2. Combien de filles sont touchées par ce fléau ?

200 millions de femmes et de filles à travers le monde ont été touchées par une forme de mutilation génitale, selon un rapport de l'Unicef daté de 2016. Cela représente, selon l'Organisation mondiale de la santé, plus de 3 millions de filles par an, victimes, pour la plupart, de l'enfance à l'âge de 14 ans.

44 millions d'entre elles sont âgées de moins de 14 ans, selon les chiffres de l'ONU.

3. La France est-elle concernée ?

La France est bien un pays concerné par ces violences sexuelles à l'encontre des femmes et des filles. Selon l'Unicef, 5% des victimes vivent en Europe, dont environ 53.000 femmes résident en France.

Le gouvernement français est l'un des acteurs de lutte contre ces mutilations, offrant par exemple le remboursement des frais chirurgicaux de réparation. 

4. Quelles initiatives luttent contre ?

L'ONU et l'Unicef sont particulièrement mobilisés dans la lutte contre les mutilations génitales, notamment à travers un "programme commun" dont l'objectif principal est, depuis 2007, de "protéger les femmes et les jeunes filles (...) dans le cadre d'une approche à la fois respectueuse des différences culturelles et axée sur les droits humains".

Des médecins sont également spécialisés dans la réparation des appareils génitaux mutilés, à l'image du docteure Ghada Hatem-Gantzer, gynécologue obstétricienne qui lutte contre toutes les formes de violences sexuelles à l'égard des femmes.

Des citoyennes à travers le monde se mobilisent, elles aussi, à leur échelle, pour mettre fin à ce fléau mondial, à l'image de la chanteuse et activiste Inna Modja, de la sage-femme Aissa Edon, ou de ces adolescentes kényanes qui ont inventé une application dédié à l'extinction de ce fléau.

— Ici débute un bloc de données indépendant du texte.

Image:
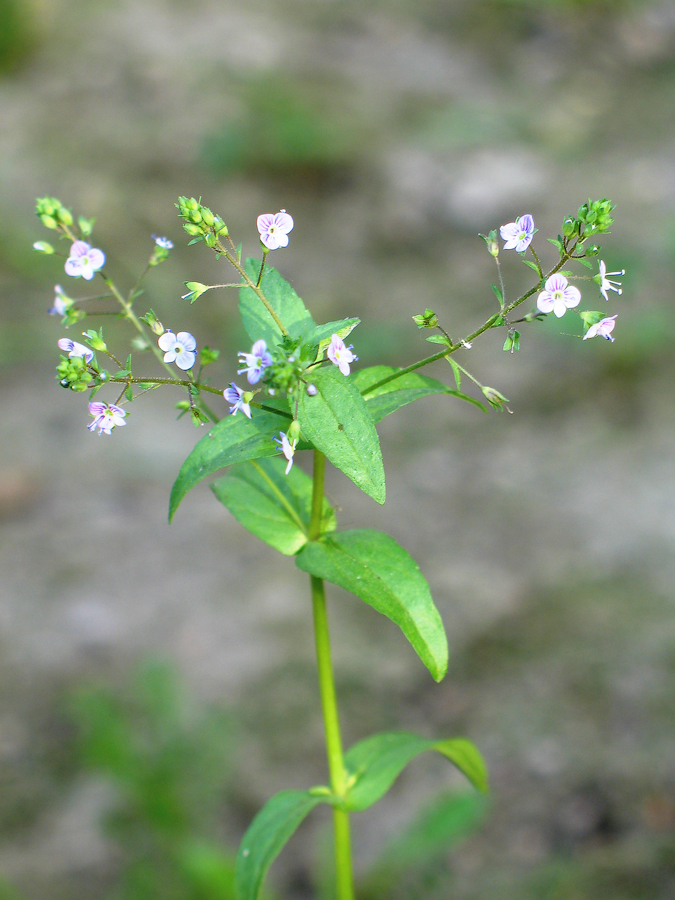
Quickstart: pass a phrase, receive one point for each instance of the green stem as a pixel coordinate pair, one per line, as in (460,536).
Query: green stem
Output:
(344,881)
(250,283)
(469,338)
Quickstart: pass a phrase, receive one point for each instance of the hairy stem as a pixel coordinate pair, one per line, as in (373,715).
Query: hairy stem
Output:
(344,883)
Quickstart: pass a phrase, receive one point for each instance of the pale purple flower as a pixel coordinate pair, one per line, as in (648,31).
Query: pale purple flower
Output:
(84,260)
(605,283)
(255,362)
(106,417)
(558,296)
(164,243)
(287,448)
(72,348)
(518,235)
(340,355)
(274,229)
(62,303)
(603,328)
(179,348)
(235,395)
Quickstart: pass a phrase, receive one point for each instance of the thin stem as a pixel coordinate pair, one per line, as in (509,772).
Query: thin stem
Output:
(469,338)
(344,881)
(250,283)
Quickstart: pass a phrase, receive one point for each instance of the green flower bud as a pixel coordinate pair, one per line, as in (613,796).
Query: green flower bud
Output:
(293,432)
(95,341)
(64,216)
(569,226)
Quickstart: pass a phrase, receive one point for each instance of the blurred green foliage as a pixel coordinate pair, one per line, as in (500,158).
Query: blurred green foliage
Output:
(169,769)
(16,33)
(284,126)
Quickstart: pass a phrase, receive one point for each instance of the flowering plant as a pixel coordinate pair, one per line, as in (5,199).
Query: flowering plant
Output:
(301,396)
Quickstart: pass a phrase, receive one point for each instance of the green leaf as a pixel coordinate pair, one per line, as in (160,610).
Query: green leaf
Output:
(532,265)
(337,422)
(375,568)
(438,339)
(234,439)
(375,763)
(283,300)
(270,504)
(323,333)
(266,837)
(401,391)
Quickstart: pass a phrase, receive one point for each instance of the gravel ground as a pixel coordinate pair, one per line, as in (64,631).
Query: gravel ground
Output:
(547,536)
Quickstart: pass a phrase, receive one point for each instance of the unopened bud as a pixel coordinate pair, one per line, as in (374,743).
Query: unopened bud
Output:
(293,432)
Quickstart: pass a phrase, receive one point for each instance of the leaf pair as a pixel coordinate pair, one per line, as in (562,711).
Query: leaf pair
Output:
(372,765)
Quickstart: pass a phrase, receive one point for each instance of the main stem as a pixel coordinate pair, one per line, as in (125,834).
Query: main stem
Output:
(338,776)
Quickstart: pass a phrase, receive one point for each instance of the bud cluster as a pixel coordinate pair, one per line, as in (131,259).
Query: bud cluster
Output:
(52,213)
(593,218)
(200,222)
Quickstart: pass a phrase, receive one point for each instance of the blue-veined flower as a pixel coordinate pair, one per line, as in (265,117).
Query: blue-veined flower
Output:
(558,296)
(106,417)
(518,235)
(235,395)
(274,229)
(179,348)
(603,328)
(605,283)
(84,260)
(340,355)
(255,362)
(72,348)
(287,448)
(164,243)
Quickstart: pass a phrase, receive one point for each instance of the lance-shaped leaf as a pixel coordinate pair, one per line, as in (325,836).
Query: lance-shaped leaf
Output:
(283,300)
(374,764)
(323,334)
(270,504)
(337,422)
(234,439)
(373,566)
(267,835)
(399,392)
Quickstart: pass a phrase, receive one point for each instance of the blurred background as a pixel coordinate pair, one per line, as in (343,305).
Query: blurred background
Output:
(158,682)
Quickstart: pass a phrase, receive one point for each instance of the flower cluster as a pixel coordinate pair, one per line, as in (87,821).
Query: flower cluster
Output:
(558,295)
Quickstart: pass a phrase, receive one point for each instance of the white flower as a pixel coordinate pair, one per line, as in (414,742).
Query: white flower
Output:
(340,355)
(72,348)
(255,362)
(235,395)
(179,348)
(558,296)
(106,417)
(274,229)
(605,283)
(84,260)
(518,235)
(603,328)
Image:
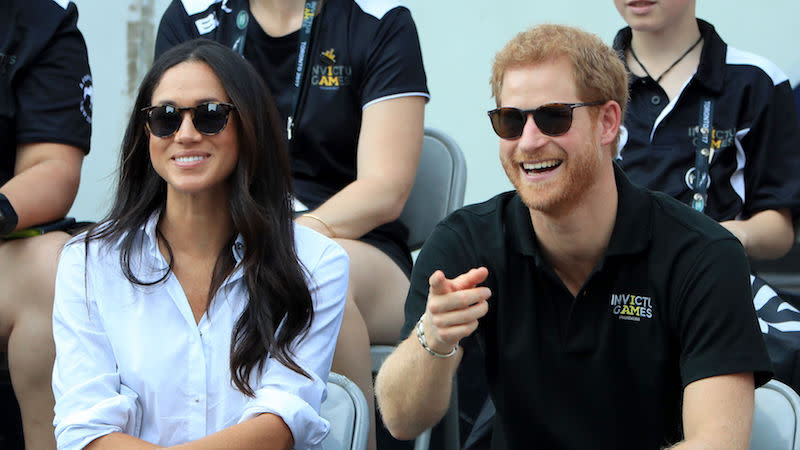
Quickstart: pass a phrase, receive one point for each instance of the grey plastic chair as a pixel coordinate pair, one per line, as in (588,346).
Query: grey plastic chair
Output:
(347,411)
(438,190)
(776,421)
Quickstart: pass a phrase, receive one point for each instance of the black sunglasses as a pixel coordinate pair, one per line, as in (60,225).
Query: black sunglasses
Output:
(552,119)
(208,118)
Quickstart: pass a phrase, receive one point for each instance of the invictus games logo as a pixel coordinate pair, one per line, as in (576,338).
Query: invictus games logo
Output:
(86,98)
(719,138)
(631,307)
(329,75)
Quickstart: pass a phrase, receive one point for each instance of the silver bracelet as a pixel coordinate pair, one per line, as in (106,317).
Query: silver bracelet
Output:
(424,342)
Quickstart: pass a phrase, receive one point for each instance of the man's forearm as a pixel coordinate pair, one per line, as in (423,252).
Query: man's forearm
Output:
(413,388)
(45,182)
(767,234)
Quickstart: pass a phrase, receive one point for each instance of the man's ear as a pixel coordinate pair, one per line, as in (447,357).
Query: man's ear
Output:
(608,120)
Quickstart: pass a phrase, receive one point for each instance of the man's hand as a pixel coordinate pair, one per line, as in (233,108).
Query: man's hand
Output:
(454,307)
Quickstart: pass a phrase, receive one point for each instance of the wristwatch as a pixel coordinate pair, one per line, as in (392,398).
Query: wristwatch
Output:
(8,217)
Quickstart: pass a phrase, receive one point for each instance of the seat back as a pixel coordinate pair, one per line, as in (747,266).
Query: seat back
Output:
(776,421)
(346,409)
(438,188)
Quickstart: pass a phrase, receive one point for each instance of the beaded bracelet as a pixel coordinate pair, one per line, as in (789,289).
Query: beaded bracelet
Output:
(424,342)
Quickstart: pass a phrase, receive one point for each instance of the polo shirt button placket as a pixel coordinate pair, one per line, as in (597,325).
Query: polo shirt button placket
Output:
(655,100)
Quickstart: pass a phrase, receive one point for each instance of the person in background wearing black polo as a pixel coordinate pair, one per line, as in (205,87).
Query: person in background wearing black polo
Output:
(678,62)
(45,125)
(743,173)
(608,316)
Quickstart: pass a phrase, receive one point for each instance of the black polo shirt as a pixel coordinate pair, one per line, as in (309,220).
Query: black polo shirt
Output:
(668,304)
(45,84)
(755,125)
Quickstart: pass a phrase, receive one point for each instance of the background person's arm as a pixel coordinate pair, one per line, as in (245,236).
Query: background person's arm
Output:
(45,182)
(718,412)
(389,146)
(767,234)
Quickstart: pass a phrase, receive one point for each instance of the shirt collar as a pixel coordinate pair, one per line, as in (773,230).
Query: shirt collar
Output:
(632,226)
(710,71)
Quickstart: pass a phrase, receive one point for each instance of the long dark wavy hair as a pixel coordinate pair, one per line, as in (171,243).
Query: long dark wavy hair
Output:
(260,205)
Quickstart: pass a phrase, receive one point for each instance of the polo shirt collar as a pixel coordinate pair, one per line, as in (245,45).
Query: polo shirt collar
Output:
(710,71)
(632,227)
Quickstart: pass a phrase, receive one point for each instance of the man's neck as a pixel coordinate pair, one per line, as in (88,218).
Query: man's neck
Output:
(278,17)
(663,54)
(667,44)
(574,240)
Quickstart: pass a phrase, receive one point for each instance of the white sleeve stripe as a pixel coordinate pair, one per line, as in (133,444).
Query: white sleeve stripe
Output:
(377,8)
(193,7)
(404,94)
(738,57)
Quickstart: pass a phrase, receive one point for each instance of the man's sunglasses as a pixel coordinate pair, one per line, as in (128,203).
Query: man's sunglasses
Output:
(552,119)
(208,118)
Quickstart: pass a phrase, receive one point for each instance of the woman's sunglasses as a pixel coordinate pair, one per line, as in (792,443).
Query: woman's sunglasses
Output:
(552,119)
(208,118)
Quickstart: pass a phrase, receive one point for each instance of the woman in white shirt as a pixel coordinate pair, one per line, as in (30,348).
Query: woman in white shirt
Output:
(197,314)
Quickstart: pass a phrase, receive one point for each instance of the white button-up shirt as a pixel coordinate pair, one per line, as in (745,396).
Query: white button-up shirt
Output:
(132,359)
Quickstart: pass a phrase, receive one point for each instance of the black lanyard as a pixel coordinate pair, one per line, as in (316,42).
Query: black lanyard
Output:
(704,151)
(238,41)
(309,11)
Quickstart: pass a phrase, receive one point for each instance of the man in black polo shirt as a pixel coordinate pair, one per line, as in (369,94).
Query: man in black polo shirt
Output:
(608,316)
(45,126)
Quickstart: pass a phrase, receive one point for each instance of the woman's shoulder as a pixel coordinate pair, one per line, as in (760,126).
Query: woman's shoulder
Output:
(313,247)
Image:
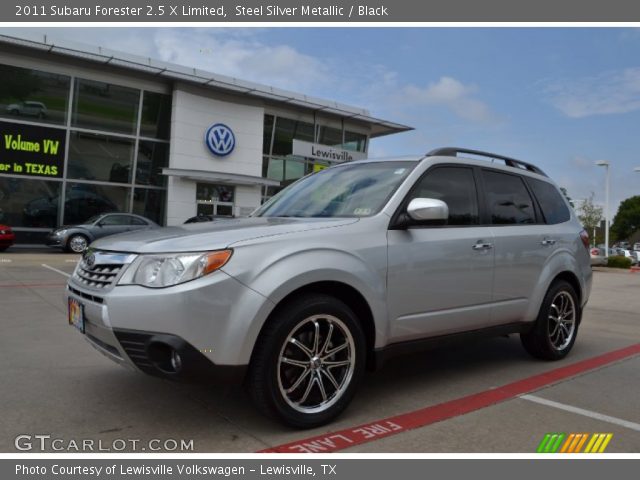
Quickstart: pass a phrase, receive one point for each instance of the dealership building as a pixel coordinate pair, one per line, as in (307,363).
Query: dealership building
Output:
(87,130)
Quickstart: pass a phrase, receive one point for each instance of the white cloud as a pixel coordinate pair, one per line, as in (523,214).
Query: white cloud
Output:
(451,94)
(242,55)
(608,93)
(236,52)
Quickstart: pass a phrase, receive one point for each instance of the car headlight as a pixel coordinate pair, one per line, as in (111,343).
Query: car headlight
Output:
(168,269)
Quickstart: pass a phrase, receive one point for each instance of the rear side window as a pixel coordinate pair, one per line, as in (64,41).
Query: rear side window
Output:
(137,221)
(508,199)
(456,187)
(553,206)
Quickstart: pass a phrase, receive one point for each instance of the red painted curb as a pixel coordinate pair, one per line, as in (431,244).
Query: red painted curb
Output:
(27,285)
(335,441)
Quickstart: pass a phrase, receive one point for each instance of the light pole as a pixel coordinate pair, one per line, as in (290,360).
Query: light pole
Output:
(604,163)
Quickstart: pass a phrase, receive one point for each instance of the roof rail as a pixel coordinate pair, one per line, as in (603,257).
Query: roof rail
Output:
(509,162)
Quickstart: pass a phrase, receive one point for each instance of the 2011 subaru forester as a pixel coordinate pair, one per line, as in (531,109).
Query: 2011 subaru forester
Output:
(338,271)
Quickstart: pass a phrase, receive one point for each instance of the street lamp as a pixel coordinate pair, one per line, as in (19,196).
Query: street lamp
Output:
(604,163)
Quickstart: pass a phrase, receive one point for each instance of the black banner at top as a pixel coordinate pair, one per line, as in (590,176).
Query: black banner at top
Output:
(314,11)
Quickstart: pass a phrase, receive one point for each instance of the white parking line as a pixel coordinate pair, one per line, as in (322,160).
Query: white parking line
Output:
(55,270)
(582,411)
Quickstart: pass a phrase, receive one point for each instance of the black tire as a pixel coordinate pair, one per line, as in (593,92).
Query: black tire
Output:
(74,242)
(550,339)
(272,382)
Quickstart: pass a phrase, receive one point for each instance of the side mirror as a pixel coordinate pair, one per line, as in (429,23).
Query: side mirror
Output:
(428,209)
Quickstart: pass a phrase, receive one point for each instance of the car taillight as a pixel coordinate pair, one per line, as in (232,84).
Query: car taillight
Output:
(584,236)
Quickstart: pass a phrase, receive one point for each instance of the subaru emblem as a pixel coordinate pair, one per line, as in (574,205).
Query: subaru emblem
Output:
(220,139)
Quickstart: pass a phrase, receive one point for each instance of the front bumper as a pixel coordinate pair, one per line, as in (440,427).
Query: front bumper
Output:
(211,323)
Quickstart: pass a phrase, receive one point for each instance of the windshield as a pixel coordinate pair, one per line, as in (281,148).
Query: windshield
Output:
(92,219)
(353,190)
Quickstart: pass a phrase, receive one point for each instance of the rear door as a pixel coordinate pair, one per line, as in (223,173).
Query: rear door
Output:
(440,277)
(523,243)
(112,224)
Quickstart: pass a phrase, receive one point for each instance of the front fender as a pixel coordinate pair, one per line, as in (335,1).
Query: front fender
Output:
(287,270)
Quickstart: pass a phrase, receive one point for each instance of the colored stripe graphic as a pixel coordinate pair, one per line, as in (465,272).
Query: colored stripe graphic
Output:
(334,441)
(574,442)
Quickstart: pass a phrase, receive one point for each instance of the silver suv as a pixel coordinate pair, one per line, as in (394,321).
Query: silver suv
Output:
(336,273)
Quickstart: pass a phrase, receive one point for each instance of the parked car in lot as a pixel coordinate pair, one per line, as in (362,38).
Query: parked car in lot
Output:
(338,272)
(76,238)
(628,254)
(7,237)
(597,256)
(28,109)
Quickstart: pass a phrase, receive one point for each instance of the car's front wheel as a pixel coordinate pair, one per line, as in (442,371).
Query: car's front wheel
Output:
(308,361)
(556,327)
(77,243)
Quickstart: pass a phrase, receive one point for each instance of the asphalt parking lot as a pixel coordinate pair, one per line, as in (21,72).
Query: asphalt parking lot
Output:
(54,383)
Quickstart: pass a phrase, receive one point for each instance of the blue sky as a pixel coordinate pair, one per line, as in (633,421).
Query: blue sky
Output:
(562,98)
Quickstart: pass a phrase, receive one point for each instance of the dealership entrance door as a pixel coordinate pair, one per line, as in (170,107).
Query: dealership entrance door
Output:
(215,199)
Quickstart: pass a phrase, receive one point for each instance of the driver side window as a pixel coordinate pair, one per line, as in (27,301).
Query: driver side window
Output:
(456,187)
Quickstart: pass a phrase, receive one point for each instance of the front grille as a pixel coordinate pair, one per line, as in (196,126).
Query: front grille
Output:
(93,298)
(99,270)
(98,276)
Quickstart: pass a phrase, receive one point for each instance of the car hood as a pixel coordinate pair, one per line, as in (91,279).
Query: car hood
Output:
(204,236)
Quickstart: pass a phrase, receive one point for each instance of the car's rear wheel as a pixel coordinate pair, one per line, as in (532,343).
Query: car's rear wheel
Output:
(77,243)
(556,327)
(308,362)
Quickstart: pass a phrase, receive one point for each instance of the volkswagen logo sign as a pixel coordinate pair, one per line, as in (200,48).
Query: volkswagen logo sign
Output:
(220,140)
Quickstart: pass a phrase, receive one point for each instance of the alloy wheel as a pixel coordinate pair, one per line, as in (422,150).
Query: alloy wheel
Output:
(316,363)
(562,320)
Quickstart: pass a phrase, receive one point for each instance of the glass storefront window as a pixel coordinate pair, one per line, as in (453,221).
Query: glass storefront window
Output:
(156,115)
(150,203)
(84,200)
(356,142)
(268,133)
(209,192)
(294,169)
(100,157)
(29,203)
(330,136)
(286,131)
(103,106)
(275,169)
(152,158)
(33,95)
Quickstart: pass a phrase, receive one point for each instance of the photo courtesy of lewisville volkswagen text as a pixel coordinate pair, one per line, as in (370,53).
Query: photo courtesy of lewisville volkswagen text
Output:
(221,243)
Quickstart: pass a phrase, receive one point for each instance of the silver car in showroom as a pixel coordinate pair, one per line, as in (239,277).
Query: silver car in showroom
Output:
(338,272)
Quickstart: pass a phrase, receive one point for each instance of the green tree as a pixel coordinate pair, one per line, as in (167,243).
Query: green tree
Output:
(566,195)
(589,214)
(627,220)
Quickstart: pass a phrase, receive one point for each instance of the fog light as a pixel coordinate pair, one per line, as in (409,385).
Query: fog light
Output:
(176,361)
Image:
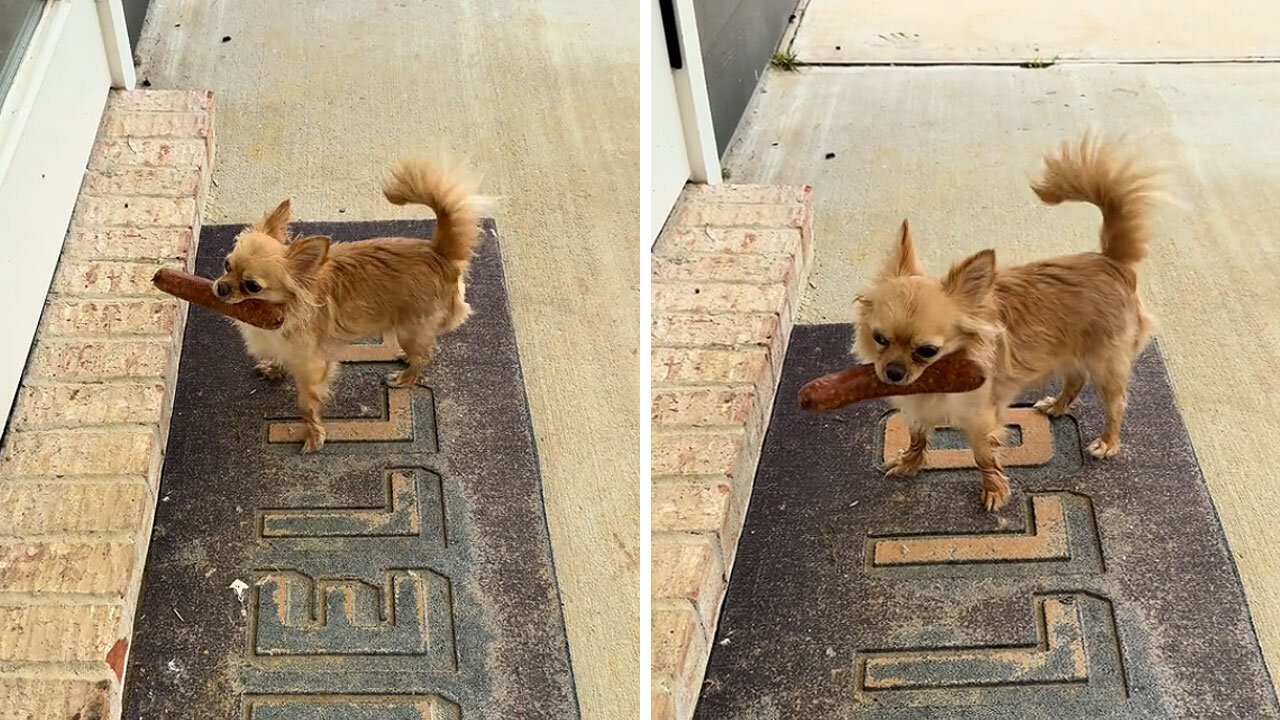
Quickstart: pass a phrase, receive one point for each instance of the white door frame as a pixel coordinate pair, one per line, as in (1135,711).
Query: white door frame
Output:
(49,119)
(695,106)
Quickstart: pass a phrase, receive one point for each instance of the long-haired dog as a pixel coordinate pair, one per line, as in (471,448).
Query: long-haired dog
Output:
(337,292)
(1077,318)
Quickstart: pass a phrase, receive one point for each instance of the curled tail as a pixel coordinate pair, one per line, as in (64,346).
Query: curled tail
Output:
(1093,172)
(448,192)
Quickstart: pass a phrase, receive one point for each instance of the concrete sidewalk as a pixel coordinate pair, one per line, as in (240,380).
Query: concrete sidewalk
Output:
(954,147)
(318,98)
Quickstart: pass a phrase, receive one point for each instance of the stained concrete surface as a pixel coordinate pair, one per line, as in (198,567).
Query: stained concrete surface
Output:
(316,98)
(954,150)
(999,31)
(856,596)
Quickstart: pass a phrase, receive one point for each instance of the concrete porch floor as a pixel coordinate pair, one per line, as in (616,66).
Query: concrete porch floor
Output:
(954,149)
(318,98)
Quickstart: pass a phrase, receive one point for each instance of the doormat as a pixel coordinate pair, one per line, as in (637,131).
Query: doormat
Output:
(1104,589)
(402,573)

Récemment, au Sénégal, les femmes ont pris d'assaut les réseaux sociaux via le hashtag #Touchepasamoncorps. Objectif pour ces militantes issues de l'association Les Sénégalaises ? "Faire passer un message de soutien universel aux filles et femmes victimes de ces pratiques et de mieux informer la population sur les conséquences de la pratique de l’excision et, sur le long terme, de l'éliminer", au Sénégal et ailleurs, rapporte un article de France Info.